Los cuatro iniciados expusieron su mano izquierda, y los capos hicieron un corte superficial en la palma. Después, mientras los capos volvían a su posición junto a Hernández, los iniciados mancharon la fotografía del Che con su sangre. Finalmente, todos ellos sacaron un mechero y quemaron la fotografía manchada de sangre.

—Que mi carne arda como esta imagen si no respeto mi juramento—murmuraron, de nuevo en perfecta sincronía.

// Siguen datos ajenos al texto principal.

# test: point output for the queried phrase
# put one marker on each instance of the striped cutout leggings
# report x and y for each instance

—Nos hemos reunido aquí para aceptar a cuatro nuevos miembros—enunció Hernández, en el ultimo paso de la ceremonia de iniciación—. Ahora estáis ingresando en la honorable sociedad de la Cosa Kostra, la cual acoge sólo a hombres y mujeres de valor y lealtad. Entráis vivos y salís muertos. La pistola y el puñal son los instrumentos mediante los que vivís y morís. La Cosa Kostra está antes que cualquier ideología, que cualquier religión. Cuando se te llame debes acudir, y hay una ley que debes obedecer sin titubear: nunca traicionarás los secretos de la Cosa Kostra. La violación de esta ley significa la muerte, sin juicio o advertencia. La sangre que habéis derramado simboliza vuestro renacimiento, el renacimiento en nuestra familia. A partir de ahora somos uno hasta la muerte. Ahora sois guerreros leales, i nostri amici, soldados de la familia.